190 Spatial Analysis and Descriptive Statistics of Melanoma Rates in Vermont

Tuesday, June 11, 2013
Exhibit Hall A (Pasadena Convention Center)
Nathaniel Schafrick , Vermont Department of Health, Burlington, VT
Alison Johnson , Vermont Department of Health, Burlington, VT
Jennifer Kachajian , Vermont Department of Health, Burlington, VT
Elisabeth Wirsing , Vermont Department of Health, Burlington, VT
Lori Cragin , Vermont Department of Health, Burlington, VT

BACKGROUND: Vermont has among the highest incidence rates of melanoma in the United States. In this study, we assessed county-level and sub-county-level melanoma rates in order to distinguish what county level and sub-county level trends in melanoma incidence exist in Vermont.

METHODS: Analysis was conducted using a limited-identifiers cancer registry data set that included all cutaneous melanoma cases from 2001 to 2010. Incidence rates and standardized incidence ratios (SIRs) comparing age-adjusted county rates to statewide rates were calculated, using Byar’s Z values to determine statistical significance.

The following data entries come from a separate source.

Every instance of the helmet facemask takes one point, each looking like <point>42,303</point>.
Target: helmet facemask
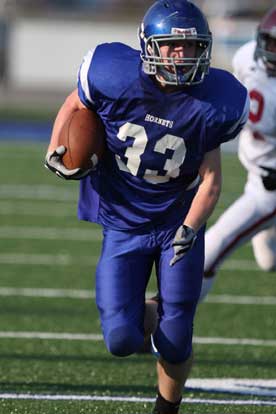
<point>268,57</point>
<point>177,70</point>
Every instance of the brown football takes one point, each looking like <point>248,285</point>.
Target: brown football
<point>83,136</point>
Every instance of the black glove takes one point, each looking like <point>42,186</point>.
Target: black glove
<point>183,241</point>
<point>53,162</point>
<point>269,180</point>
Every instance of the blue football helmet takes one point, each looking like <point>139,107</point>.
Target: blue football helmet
<point>170,21</point>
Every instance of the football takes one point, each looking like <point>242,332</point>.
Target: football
<point>83,136</point>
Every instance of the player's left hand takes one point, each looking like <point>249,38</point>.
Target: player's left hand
<point>183,241</point>
<point>54,163</point>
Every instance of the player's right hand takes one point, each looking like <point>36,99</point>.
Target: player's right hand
<point>183,241</point>
<point>53,161</point>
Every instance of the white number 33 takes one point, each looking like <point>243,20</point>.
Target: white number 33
<point>133,153</point>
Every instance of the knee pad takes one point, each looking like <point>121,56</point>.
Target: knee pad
<point>173,340</point>
<point>124,340</point>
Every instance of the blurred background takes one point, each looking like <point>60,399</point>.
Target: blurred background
<point>42,43</point>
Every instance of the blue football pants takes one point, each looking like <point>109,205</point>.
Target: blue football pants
<point>122,276</point>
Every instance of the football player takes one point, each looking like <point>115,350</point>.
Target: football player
<point>165,118</point>
<point>253,215</point>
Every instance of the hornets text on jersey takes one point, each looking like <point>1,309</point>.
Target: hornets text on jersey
<point>156,141</point>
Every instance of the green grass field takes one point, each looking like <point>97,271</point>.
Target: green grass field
<point>52,357</point>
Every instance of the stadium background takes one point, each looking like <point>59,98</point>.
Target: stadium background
<point>51,352</point>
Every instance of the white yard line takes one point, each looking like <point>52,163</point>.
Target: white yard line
<point>68,397</point>
<point>67,336</point>
<point>90,294</point>
<point>11,258</point>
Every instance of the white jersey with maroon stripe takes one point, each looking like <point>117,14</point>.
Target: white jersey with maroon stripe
<point>253,215</point>
<point>257,143</point>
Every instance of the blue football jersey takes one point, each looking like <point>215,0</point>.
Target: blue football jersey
<point>156,140</point>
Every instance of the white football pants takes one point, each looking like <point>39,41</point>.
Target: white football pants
<point>250,217</point>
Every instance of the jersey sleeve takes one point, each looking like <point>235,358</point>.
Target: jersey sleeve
<point>85,81</point>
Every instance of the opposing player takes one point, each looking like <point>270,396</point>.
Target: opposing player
<point>165,118</point>
<point>253,215</point>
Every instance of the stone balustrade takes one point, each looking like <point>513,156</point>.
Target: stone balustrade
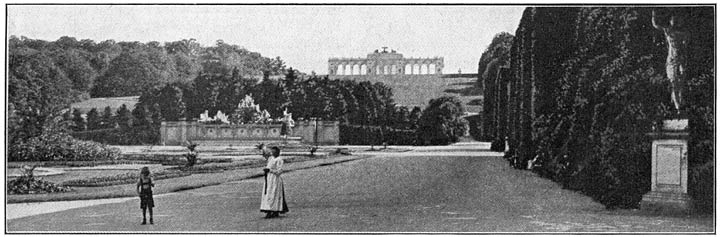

Additionally, town-level incidence rates were calculated and mapped in order to assess geographic trends. Incidence was stratified by sex, age at diagnosis, cancer stage at diagnosis, and primary payer at diagnosis.

RESULTS: From 2001 to 2010, Vermont had a statewide incidence rate of 29.0 per 100,000 person-years (95% CI: 27.7, 30.4). Bennington County had the highest incidence rate of all counties in VT, and was significantly higher than the statewide rate (SIR=1.40, p ≤ 0.001). This rate held when stratifying by sex (Females: SIR=1.38 p=0.003; Males: SIR=1.43, p=0.003). Incidence in Lamoille county was also significantly higher than that of the statewide rate (SIR=1.31, p=0.014). Franklin and Orleans Counties had incidence rates significantly lower than the state rate (Franklin: SIR=0.73, p=0.001; Orleans: SIR=0.73, p=0.012). In addition to this county-level heterogeneity in melanoma incidence, mapping of town-level incidence rates indicates sub-county spatial heterogeneity in melanoma incidence.

CONCLUSIONS: Analysis of county-level and sub-county-level geographic trends indicates that localized targeting of skin cancer interventions, including educational campaigns and screening programs, may be useful. Furthermore, in-depth analysis of these trends may inform hypotheses that can be used in future studies where surviving individuals listed on the cancer registry are contacted for participation.